Ma dell’arte della magia Esk non apprendeva nulla. Poteva entrare nelle classi vuote ed esaminare i diagrammi tracciati con il gesso sulla lavagna e, nelle classi più avanzate, sul pavimento. Ma le forme non avevano per lei alcun significato. Ed erano sgradevoli.

A Esk ricordavano le figure nel libro di Simon. Sembravano vive.

Guardando i tetti di Ankh-Morpork, andava ragionando tra sé e sé: La scrittura erano solo le parole pronunciate dalle persone, compresse tra fogli di carta finché erano fossilizzate. (Nel mondo-Disco i fossili erano ben noti, grandi conchiglie a spirale e creature malformate rimaste dai tempi in cui il Creatore non aveva ancora deciso ciò che voleva fare e, diciamo, si trastullava pigramente con il Pleistocene). E le parole pronunciate dalle persone erano soltanto ombre delle cose reali. Ma certe cose erano troppo grosse per essere davvero intrappolate nelle parole e anche le parole erano troppo potenti per essere completamente domate dalla scrittura.

Così, ne conseguiva che certi scritti cercavano di trasformarsi in cose. A questo punto, i pensieri di Esk si facevano confusi. Ma era certa che le parole realmente magiche erano quelle che battevano con forza nel tentativo di sfuggire e diventare reali.

Il loro aspetto non era precisamente gradevole.

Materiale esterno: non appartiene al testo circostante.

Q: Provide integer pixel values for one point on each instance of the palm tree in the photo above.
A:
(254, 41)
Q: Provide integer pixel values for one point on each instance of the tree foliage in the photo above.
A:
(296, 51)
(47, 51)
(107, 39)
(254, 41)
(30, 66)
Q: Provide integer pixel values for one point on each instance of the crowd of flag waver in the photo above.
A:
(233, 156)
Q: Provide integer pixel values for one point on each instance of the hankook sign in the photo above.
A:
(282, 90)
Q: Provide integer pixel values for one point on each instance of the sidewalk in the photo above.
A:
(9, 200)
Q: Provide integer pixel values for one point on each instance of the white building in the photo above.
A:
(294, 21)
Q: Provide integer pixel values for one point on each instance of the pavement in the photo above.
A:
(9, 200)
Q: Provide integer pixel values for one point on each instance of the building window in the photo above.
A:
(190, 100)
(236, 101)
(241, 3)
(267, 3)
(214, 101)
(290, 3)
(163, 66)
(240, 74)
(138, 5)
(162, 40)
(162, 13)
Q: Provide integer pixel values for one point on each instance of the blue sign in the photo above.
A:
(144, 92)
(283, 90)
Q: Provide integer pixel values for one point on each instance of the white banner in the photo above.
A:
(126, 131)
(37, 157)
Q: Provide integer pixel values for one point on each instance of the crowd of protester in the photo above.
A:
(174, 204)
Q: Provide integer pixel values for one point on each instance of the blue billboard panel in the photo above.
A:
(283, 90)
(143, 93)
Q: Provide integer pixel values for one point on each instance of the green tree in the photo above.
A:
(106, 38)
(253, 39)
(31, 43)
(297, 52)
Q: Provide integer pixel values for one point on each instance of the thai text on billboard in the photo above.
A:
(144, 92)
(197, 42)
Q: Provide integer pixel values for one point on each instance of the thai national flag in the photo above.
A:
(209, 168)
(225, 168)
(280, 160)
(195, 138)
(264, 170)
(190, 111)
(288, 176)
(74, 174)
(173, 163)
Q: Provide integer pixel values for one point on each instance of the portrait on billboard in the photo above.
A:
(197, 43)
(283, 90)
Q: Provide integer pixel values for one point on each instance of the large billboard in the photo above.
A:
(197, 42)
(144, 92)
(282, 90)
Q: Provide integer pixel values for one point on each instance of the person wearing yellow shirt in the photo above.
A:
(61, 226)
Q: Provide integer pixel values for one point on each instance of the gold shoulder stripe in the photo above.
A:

Ma poi si ricordò del giorno precedente.

Era successo un fatto piuttosto strano. Le classi dell’Università erano state progettate a forma d’imbuto: le file dei sedili (resi lucidi dai deretani dei più grandi maghi del Disco) guardavano giù a una zona centrale dove c’erano un banco da lavoro, un paio di lavagne e sul pavimento uno spazio abbastanza grande da contenere un ottogramma educativo di buone proporzioni. Lo spazio, sotto le fila dei sedili, era vuoto ed Esk lo aveva trovato un eccellente posto di osservazione, dal quale poteva guardare l’insegnante sbirciando attraverso le calzature a punta degli apprendisti maghi. Stare lì era molto riposante, mentre su di lei aleggiava la voce monotona dei conferenzieri, simile al ronzio delle api leggermente ebbre nello speciale giardino delle erbe della Nonnina. Non si svolgeva mai un esercizio di magia pratica, ma sempre soltanto parole. Pareva che ai maghi le parole piacessero molto.

Ma il giorno prima era stato differente. Esk sedeva nella semioscurità polverosa e si sforzava di fare almeno una magia molto semplice. In quel momento aveva udito la porta aprirsi e un rumore di passi sul pavimento. Già questo era sorprendente. Esk conosceva gli orari e gli studenti del Secondo Anno, che normalmente occupavano quella stanza, si trovavano giù in palestra con Jeophal il Vivace per il corso di Smaterializzazione per Principianti. (Gli studenti di magia non praticavano gli esercizi fisici; la palestra era un vasto locale, dalle pareti foderate di piombo e il pavimento di legno di sorbo selvatico, dove i neofiti potevano applicarsi alla Grande magia senza sbilanciare gravemente l’equilibrio dell’universo, anche se talvolta sbilanciavano gravemente il loro. La magia non aveva pietà degli inetti. Certi studenti imbranati erano abbastanza fortunati da uscire con le proprie gambe, altri erano portati via in bottiglia).